Training to the top

Athletes exercise over the summer to prepare for the fall sports season

Lena Nadaner, Assistant In-depth Editor

After a year without school sports games, many students honed their skills and maintained strong physical condition over the summer. In order to ensure a successful season absent of injuries, athletes attended camps, clinics, private lessons and followed training schedules. Some athletes trained with no teammates and limited guidance from coaches, which required them to develop extra self motivation. 

Although the CESJDS athletics department does not require summer training for student athletes, Director of Athletics and Summer Camps Becky Silberman recommends training to avoid injuries and be in the best shape for the fall season. 

“You can’t end one season and then just not do anything until the next season and then expect to get any better,” Silberman said. 

The High Holidays make the short fall season even more concise. The limited school practices adds to the importance of out-of-school training, according to Silberman.

Cross-country and track students were expected to follow a detailed training schedule that Track and Field coach Jason Belinkie designed for them. Each day of summer, runners completed a set of specific exercises, a run that varied in distance depending on the day of the week or a rest day. The mileage of each run gradually increased each week, and athletes ran a total of 291 miles by the end of the summer. 

Senior Ariana Ravitz found the schedule intimidating but helpful to stay on track and challenge herself during the summer heat and humidity. 

“It can be nerve-wracking because you know you have to put in the work. But at the same time, it’s a good reminder that you’re doing this running for a reason,” Ravitz said. “You’re doing these runs to be able to do well for yourself during the season and then for the team.” 

As a result of injuries, Ravitz modifies the schedule by supplementing some running with swimming and cross-training to ensure she is not over training. 

In addition to the cross country training regiment, JDS held outdoor volleyball and tennis camps at the beginning of the summer. Over 25 campers, including athletes who are not enrolled at JDS, were separated into beginner, intermediate and advanced levels. 
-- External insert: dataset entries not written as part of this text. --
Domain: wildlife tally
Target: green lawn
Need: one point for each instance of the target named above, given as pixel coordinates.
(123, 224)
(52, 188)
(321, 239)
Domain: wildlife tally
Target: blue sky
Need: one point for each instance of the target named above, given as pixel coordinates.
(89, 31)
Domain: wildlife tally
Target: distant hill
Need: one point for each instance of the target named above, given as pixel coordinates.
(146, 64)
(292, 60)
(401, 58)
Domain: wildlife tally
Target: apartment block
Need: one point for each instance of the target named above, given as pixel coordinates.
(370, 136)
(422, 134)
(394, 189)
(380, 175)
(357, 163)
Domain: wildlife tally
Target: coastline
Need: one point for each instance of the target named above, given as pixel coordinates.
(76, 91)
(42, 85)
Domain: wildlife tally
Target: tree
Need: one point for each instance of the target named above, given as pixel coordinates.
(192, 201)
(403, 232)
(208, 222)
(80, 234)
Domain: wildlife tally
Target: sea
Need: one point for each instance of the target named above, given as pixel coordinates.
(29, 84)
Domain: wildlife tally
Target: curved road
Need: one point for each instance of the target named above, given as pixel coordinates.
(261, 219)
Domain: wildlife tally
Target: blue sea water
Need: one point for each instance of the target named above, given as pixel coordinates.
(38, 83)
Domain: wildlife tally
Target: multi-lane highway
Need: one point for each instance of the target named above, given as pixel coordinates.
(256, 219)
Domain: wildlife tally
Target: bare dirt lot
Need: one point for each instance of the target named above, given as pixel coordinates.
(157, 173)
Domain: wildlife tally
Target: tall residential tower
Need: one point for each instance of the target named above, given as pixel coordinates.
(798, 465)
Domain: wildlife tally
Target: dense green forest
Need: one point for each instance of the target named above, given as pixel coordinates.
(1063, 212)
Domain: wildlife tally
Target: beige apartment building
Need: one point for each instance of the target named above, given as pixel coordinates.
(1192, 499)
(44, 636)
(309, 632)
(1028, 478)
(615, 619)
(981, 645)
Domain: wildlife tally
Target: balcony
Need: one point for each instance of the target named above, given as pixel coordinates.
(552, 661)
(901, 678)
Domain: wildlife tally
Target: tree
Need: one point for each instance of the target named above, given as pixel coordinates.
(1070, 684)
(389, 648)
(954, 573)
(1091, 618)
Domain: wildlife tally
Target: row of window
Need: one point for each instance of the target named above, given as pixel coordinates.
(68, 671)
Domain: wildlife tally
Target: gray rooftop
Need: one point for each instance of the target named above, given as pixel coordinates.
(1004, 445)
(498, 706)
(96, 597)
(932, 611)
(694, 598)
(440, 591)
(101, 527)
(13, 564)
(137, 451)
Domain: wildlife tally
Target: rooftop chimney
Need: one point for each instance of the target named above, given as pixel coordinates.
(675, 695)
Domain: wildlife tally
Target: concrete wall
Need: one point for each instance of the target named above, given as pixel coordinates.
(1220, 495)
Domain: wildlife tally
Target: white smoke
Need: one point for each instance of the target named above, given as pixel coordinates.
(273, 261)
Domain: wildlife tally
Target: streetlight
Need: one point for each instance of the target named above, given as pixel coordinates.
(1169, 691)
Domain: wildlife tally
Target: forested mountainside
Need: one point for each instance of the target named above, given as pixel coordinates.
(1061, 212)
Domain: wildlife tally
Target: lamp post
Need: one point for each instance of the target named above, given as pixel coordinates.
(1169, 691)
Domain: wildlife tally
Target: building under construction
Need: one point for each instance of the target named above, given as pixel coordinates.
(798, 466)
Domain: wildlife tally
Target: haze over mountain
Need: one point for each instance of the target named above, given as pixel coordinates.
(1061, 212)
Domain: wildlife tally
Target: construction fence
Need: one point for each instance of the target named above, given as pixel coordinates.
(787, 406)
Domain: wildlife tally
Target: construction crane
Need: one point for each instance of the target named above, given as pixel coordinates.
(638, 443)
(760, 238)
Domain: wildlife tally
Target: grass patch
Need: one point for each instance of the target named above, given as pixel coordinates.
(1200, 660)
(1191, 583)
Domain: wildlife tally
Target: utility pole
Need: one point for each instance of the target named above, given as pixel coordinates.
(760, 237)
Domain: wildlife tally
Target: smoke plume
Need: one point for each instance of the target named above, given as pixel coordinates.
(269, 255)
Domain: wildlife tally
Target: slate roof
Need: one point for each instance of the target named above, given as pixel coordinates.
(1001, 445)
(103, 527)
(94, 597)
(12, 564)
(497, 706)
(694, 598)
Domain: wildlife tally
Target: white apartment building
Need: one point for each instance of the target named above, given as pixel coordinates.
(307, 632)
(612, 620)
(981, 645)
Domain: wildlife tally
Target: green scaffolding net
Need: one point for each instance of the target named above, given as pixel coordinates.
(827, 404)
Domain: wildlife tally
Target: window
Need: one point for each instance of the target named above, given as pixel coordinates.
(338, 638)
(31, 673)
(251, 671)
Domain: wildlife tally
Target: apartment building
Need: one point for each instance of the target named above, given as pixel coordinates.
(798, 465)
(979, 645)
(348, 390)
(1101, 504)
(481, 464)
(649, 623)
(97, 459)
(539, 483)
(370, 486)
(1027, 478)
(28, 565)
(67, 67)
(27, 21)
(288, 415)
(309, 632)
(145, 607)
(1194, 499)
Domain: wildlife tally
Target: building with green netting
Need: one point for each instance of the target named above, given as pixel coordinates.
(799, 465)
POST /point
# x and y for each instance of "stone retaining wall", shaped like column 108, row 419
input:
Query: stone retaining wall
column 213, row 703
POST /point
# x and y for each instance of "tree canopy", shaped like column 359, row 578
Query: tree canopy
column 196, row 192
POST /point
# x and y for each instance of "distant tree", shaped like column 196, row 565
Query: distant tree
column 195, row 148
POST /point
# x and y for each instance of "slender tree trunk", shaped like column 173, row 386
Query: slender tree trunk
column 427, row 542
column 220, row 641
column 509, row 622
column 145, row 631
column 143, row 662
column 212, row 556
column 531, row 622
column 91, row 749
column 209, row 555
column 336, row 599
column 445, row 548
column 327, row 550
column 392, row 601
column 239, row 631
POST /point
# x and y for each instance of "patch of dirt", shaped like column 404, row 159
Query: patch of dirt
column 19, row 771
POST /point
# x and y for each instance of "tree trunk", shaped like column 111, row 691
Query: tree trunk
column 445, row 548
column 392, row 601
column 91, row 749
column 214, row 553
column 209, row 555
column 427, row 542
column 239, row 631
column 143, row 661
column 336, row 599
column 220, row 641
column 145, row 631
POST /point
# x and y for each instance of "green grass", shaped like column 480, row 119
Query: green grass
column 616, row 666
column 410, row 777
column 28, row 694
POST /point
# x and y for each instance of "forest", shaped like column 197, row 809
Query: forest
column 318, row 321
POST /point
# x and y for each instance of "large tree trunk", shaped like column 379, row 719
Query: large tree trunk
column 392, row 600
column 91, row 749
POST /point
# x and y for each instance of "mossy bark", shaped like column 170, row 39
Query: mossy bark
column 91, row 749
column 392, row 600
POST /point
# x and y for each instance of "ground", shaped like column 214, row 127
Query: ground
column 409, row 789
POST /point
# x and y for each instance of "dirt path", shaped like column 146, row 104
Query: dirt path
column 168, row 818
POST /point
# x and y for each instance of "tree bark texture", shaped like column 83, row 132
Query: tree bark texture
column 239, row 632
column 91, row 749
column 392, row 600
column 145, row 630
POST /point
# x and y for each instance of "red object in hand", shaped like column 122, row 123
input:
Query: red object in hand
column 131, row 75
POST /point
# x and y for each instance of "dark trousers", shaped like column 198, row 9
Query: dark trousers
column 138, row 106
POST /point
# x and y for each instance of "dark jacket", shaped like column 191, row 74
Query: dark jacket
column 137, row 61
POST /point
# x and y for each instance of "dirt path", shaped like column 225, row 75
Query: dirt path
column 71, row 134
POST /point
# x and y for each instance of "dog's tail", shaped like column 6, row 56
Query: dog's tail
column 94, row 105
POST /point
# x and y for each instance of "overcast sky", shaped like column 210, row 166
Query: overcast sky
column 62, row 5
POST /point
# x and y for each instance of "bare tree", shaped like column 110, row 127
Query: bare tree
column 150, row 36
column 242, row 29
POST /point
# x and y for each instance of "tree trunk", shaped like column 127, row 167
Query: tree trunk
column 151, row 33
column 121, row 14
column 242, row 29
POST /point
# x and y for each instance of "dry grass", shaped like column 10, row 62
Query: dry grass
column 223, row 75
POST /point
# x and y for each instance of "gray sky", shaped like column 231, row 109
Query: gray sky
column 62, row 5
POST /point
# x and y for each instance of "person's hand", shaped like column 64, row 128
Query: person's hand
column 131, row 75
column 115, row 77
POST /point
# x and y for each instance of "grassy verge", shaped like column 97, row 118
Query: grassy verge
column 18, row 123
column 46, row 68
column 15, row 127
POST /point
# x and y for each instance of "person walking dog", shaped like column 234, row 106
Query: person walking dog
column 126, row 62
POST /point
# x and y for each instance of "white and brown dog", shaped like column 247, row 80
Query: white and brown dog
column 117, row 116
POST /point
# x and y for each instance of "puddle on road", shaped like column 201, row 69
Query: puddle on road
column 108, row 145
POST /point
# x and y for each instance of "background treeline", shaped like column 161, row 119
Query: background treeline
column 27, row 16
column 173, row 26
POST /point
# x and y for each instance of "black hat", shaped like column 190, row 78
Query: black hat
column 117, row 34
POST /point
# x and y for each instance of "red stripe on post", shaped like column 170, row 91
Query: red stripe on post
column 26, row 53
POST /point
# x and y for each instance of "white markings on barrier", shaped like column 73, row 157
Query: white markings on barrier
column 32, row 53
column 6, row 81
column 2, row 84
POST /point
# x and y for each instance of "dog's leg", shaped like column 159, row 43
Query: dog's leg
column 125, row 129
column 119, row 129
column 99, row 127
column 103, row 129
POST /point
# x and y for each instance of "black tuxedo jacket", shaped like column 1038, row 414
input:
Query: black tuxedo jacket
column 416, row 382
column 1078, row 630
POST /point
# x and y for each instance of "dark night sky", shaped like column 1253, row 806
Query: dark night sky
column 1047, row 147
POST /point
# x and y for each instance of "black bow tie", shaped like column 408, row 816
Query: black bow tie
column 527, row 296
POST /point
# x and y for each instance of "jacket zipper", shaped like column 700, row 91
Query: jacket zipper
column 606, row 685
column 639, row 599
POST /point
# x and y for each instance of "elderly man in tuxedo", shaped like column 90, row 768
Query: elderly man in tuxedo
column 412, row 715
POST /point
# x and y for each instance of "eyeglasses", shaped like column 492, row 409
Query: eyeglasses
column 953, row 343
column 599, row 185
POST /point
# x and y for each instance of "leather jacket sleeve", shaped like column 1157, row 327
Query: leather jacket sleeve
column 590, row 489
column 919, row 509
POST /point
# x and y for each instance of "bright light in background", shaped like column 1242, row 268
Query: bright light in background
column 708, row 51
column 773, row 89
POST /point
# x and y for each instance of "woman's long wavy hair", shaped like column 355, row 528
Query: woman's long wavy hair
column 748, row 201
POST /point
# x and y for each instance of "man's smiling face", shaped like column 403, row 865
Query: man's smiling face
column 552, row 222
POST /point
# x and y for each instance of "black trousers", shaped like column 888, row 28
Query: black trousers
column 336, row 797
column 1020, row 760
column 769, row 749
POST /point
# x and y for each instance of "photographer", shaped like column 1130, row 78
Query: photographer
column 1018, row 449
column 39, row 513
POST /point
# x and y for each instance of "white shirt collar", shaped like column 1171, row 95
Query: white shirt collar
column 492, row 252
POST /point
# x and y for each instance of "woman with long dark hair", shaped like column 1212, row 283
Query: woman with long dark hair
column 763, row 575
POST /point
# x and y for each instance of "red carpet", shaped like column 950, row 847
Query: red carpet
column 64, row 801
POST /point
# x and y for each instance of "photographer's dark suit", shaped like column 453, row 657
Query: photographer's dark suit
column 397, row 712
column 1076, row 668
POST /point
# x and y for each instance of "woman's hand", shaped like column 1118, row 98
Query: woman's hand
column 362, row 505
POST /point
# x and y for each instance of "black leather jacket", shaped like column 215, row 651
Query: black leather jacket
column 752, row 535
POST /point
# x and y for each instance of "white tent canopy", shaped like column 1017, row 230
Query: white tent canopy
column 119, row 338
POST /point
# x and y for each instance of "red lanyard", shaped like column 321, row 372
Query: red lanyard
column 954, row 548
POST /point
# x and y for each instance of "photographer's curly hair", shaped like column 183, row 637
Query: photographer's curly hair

Sophomore tennis player Alec Silberg attended the JDS camp. In addition, he attended a camp at 4-Star Tennis and private lessons with two other students coached by JDS tennis coach Brendan Mattingly. Silberg found the camp at 4-Star Tennis to be especially helpful because he competed against some players who were more skilled than him, which forced him to work harder.

“[Playing against more advanced players] builds your confidence, and I found that when I’m more confident in my playing, I feel better…” Silberg said. “When I try to stay focused and relaxed, I can just whip through the ball even faster, and it’ll go in and be a winner, and I’m much more consistent that way.” 

Intense training without a proper increase in activity can cause injuries. In order to combat this risk, JDS held a fitness clinic the week before school. 

“It helped me feel what it’s like to be in intense scenarios in sports where you have to be very fast with your reactions and movement,” junior soccer player Jaren Goldberg said.

Taught by PowerTrain, a fitness company located near the Upper School campus, the clinic focused on the fundamentals of movement through speed and agility training. 

“Those tools that we learn from running over summer is kind of that mental toughness of just pushing through no matter what comes up and staying dedicated and motivated, which is really hard,” Ravitz said.